Some Thoughts on History Following the Hokule’a First Nation Landing Ceremony

Some Thoughts on History Following the Hokule’a First Nation Landing Ceremony

Following the ceremony welcoming the Hōkūleʻa and its crew from Hawai’i to Piscataway tribal homeland, I thought of ironies of history. The event took place on Piscataway tribal homeland in Piscataway Park. There the National Park Service works in partnership with the Accokeek Foundation, which runs the National Colonial Farm- Accokeek, Md. The farm serves as a living history museum depicting the lifeways “of typical tobacco farmers in the 1770s.” Directly across the Potomac River sits Mount Vernon, home to the first president, who held tobacco lands as well.

One part of the event that stood out for me was the beautiful exchanging of gifts, and ceremonial tobacco was given to the crew of the Hōkūleʻa by Piscataway peoples.

Nicotiana rustica and Nicotiana tabacum: names given to two species of tobacco. Indigenous inhabitants of what would be called colonial Virginia and Maryland by English settlers grew N. rustica. But Jamestown colonists and the Virginia Company found, as one put it, that form of tobacco “poore and weake, and of a byting tast. . .”

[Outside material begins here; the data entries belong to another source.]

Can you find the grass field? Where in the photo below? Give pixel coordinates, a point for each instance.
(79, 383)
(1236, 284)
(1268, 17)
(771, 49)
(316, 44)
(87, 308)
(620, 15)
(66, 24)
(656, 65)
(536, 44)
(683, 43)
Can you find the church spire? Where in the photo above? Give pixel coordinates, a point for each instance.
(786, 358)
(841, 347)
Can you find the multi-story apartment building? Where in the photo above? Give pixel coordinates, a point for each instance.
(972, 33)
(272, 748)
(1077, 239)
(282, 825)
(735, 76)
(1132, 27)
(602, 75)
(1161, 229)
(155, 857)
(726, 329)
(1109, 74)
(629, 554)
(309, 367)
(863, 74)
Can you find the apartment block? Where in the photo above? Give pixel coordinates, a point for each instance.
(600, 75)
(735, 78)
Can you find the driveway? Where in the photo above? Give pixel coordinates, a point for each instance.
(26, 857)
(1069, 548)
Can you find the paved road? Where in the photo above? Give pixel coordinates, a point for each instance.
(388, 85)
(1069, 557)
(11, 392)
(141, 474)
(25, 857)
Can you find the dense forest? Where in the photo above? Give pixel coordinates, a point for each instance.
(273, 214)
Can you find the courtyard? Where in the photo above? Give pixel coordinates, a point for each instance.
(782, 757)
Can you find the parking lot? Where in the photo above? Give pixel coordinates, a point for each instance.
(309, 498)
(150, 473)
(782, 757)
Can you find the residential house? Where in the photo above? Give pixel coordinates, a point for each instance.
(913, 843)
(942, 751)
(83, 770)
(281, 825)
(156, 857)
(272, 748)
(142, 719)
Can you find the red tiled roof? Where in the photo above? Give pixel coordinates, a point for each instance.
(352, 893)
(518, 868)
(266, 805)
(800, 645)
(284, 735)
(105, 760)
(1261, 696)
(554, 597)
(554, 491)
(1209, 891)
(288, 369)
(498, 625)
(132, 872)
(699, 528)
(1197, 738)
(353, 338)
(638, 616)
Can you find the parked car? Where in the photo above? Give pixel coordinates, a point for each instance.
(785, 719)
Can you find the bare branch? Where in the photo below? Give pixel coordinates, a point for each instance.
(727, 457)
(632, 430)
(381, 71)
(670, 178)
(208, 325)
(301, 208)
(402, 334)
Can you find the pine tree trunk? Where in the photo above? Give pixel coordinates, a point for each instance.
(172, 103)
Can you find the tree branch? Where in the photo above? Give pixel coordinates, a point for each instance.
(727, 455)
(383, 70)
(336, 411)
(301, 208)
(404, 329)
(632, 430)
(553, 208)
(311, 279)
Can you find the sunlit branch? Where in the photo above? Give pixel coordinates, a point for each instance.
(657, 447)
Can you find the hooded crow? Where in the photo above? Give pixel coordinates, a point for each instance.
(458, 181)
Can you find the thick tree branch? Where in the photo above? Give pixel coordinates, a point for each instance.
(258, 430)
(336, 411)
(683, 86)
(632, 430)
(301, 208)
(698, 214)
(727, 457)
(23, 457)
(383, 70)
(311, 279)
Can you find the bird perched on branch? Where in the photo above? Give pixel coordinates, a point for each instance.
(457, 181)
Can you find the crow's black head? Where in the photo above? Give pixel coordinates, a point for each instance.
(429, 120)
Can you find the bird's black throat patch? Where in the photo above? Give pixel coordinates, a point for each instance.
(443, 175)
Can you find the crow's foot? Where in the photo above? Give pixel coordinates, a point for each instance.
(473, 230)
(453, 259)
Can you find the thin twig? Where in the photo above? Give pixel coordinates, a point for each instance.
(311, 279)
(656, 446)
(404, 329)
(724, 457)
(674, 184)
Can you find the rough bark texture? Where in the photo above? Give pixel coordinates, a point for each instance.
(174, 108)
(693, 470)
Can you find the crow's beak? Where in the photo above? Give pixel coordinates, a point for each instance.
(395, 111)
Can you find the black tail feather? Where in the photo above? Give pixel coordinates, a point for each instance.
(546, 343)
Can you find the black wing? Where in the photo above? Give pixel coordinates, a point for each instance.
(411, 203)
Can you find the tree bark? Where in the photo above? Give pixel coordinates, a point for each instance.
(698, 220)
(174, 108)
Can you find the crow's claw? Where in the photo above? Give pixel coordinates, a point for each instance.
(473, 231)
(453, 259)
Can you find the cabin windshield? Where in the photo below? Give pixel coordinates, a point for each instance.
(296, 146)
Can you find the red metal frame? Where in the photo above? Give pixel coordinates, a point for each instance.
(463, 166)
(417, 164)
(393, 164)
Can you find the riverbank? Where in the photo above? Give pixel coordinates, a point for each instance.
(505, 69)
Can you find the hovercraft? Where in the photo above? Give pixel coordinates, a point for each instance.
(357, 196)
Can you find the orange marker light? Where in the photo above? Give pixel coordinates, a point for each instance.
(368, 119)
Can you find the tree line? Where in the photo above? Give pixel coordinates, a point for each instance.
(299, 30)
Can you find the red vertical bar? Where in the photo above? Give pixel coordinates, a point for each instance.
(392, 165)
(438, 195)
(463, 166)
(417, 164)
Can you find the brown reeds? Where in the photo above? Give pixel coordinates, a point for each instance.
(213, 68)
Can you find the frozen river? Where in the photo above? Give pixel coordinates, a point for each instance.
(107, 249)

Profit would be made by growing N. tabacum (by then grown in the Caribbean) on tidewater land taken from its Native inhabitants—thanks to experiments done by a young John Rolfe (yes, that John Rolfe) in the 1610s. By 1640, London alone imported nearly a million and a half pounds of Virginia tobacco a year. N. tabacum became the colonial Chesapeake’s cash crop.

The exchange of gifts, of ceremonial N. rustica, took place in front of a tobacco barn of the National Colonial Farm where examples of that commercial colonial crop, N. tabacum, hang to dry. Nearby stood a woman in period dress, an African American woman who is one of the colonial farm’s interpreters. She spoke of what it was like to work tobacco farms as a free and enslaved African in the 1770s.

Yes, ironies of history stand out here in the tidewater Potomac/Chesapeake lands, a place of convergences of many peoples, past to present. It is in these convergences that I search for my father’s family past.